It is certain that there will be a general election on or before 3 June. This is the first in a series of election articles that should help to make the main party policies on business matters much clearer.
The 2010 campaign looks set to be particularly bitterly fought and, while the Conservatives are currently ahead in the polls, there is the very real possibility of a hung Parliament.
Public confidence in politicians is at an all-time low, battered as it has been by economic woes and the expenses scandal, and there is concern that this could result in a very low turnout. But the outcome of the general election will determine the leadership of the country as it finds itself at a crucial juncture. As the UK begins its economic recovery, the judgment of the party that leads the next Parliament will be crucial if businesses and the public at large are to maximise opportunities for growth and success.
All three major parties claim that their policies would be good for business. But how do their pledges match up, and which would provide the best deal for small and medium sized businesses (SMEs)?
The Labour campaign will likely be based on their track record in government. The UK has had a Labour leadership for over a decade, but for many people the 2010 general election will be a referendum on Gordon Brown.
Labour are keen to stress the support they have already provided to businesses during the recession. The government has, for example, initiated the VAT reduction – much derided upon its announcement, but subsequently seen to have had a positive and significant effect on sales.

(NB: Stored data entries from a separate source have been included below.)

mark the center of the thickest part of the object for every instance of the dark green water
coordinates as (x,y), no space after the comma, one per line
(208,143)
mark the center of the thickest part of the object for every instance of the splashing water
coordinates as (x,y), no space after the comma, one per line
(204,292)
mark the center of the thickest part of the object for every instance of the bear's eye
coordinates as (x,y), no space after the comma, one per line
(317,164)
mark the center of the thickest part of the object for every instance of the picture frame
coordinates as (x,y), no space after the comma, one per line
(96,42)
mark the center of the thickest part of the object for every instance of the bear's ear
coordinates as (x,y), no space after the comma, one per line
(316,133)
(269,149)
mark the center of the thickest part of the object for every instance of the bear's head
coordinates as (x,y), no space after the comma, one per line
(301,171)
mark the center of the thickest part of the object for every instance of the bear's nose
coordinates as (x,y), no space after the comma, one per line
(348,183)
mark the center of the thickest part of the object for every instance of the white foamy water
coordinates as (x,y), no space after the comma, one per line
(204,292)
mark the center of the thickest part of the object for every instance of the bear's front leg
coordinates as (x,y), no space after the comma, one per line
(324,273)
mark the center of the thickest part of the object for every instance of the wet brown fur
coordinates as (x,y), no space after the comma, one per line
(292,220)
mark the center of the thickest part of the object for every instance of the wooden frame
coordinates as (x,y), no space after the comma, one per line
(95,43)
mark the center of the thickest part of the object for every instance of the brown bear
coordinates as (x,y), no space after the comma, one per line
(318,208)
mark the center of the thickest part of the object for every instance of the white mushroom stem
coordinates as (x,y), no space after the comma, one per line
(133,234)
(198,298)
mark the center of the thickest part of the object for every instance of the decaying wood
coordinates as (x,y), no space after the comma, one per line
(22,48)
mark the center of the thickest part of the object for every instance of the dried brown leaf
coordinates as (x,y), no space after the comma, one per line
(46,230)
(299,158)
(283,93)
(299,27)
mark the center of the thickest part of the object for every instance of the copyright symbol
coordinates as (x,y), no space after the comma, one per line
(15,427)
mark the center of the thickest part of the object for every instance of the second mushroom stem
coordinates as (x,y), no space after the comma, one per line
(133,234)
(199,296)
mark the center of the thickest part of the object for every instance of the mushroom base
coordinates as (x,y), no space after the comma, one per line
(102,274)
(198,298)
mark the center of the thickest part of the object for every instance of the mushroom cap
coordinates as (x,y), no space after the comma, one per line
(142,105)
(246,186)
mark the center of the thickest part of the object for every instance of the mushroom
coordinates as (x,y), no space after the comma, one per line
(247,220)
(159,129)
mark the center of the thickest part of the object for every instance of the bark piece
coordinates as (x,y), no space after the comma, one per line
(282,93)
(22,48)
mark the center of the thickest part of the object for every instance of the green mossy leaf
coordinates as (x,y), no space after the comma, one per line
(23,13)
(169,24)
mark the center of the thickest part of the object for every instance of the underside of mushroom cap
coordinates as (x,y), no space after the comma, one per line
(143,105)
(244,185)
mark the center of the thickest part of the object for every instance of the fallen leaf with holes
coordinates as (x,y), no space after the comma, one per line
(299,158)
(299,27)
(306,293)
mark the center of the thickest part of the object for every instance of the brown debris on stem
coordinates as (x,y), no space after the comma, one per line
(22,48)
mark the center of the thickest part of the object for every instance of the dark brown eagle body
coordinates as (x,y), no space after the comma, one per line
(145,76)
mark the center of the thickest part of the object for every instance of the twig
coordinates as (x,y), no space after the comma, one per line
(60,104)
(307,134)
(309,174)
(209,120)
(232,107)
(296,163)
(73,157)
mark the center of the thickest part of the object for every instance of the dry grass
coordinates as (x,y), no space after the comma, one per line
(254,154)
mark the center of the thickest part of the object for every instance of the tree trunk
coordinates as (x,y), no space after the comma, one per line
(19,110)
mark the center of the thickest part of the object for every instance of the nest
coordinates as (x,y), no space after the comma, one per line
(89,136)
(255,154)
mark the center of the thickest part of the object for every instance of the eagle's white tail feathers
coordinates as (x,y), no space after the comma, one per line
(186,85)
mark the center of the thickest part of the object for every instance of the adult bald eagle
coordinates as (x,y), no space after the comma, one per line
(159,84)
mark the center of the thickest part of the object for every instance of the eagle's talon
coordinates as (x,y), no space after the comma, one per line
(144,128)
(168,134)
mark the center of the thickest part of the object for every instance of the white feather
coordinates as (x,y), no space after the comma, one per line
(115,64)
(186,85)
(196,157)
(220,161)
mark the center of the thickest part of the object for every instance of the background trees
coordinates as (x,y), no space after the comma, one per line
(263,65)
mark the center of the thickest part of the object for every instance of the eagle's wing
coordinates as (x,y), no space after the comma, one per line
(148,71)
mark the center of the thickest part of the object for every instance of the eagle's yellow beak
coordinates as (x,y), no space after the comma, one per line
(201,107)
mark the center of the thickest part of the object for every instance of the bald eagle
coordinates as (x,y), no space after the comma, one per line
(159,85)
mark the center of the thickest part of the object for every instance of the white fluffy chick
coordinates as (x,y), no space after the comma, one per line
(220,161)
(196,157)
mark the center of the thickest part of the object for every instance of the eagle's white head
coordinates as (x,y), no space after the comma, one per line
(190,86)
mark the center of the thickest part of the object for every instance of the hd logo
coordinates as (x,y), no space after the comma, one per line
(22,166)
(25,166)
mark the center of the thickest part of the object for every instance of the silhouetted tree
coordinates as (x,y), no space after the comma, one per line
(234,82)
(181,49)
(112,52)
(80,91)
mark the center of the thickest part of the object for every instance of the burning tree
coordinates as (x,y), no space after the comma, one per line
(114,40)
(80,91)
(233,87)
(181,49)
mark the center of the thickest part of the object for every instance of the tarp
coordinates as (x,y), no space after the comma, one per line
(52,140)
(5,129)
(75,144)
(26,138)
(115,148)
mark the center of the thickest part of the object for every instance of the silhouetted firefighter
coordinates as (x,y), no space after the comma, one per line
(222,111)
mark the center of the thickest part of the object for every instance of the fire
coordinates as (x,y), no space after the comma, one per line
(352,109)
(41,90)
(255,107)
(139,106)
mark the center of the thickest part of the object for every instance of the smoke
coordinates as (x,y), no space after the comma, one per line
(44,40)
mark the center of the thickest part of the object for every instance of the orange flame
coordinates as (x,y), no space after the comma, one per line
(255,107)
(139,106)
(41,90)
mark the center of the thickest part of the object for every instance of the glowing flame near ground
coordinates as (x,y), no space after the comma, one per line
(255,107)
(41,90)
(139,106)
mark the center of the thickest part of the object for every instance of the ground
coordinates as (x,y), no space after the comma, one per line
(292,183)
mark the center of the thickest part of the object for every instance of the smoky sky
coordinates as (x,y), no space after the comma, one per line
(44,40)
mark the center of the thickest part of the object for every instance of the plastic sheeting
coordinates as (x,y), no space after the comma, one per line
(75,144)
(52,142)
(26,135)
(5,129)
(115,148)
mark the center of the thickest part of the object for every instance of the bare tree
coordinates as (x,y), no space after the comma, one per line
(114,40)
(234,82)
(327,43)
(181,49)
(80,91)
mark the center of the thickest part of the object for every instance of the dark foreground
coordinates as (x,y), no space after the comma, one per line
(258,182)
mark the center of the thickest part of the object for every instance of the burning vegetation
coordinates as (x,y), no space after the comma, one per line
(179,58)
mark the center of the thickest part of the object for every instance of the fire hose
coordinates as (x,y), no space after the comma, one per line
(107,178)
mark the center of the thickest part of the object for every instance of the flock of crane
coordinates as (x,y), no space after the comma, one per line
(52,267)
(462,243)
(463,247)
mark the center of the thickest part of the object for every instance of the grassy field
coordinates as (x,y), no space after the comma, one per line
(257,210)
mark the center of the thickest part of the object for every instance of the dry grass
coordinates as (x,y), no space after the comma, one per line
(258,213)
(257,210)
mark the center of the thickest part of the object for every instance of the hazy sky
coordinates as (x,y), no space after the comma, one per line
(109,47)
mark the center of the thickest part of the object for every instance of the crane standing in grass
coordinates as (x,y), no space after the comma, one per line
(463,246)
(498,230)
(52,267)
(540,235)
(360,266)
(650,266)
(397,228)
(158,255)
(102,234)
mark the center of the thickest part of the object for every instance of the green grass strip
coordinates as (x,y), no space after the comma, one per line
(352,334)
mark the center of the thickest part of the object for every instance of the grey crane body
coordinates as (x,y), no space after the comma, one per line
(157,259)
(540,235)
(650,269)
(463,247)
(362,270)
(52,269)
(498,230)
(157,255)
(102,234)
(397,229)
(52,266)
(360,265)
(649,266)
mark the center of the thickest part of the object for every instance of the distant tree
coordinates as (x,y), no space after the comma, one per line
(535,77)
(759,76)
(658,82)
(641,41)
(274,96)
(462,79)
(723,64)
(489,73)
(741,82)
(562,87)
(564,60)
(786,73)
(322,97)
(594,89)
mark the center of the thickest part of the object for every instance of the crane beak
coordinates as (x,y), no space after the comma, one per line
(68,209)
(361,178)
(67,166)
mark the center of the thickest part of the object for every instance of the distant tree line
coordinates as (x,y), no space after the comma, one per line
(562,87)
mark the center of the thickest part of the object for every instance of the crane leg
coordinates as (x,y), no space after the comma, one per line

It has also developed the Time To Pay scheme, offering businesses more time to settle their tax bills if they are facing financial difficulty. Extensions to the apprentice scheme have provided trainees for businesses in need of affordable workers, and an expanded loan guarantee programme has provided finance for a number of SMEs.
The Labour Party has pledged to continue supporting businesses “so they come through the downturn stronger.” This may include a further extension of the loan guarantee schemes, including the establishment of a National Investment Corporation. This much-delayed fund would provide finance to UK businesses, and would be paid for by the banks.
Many business owners recoiled at the news of a 50 per cent top rate of tax, but there is now an almost complete consensus around the idea that tax rises are necessary in order to combat the country’s financial deficit. It is presumed that the Conservatives would also raise taxes, despite their initial reticence to admit this publicly.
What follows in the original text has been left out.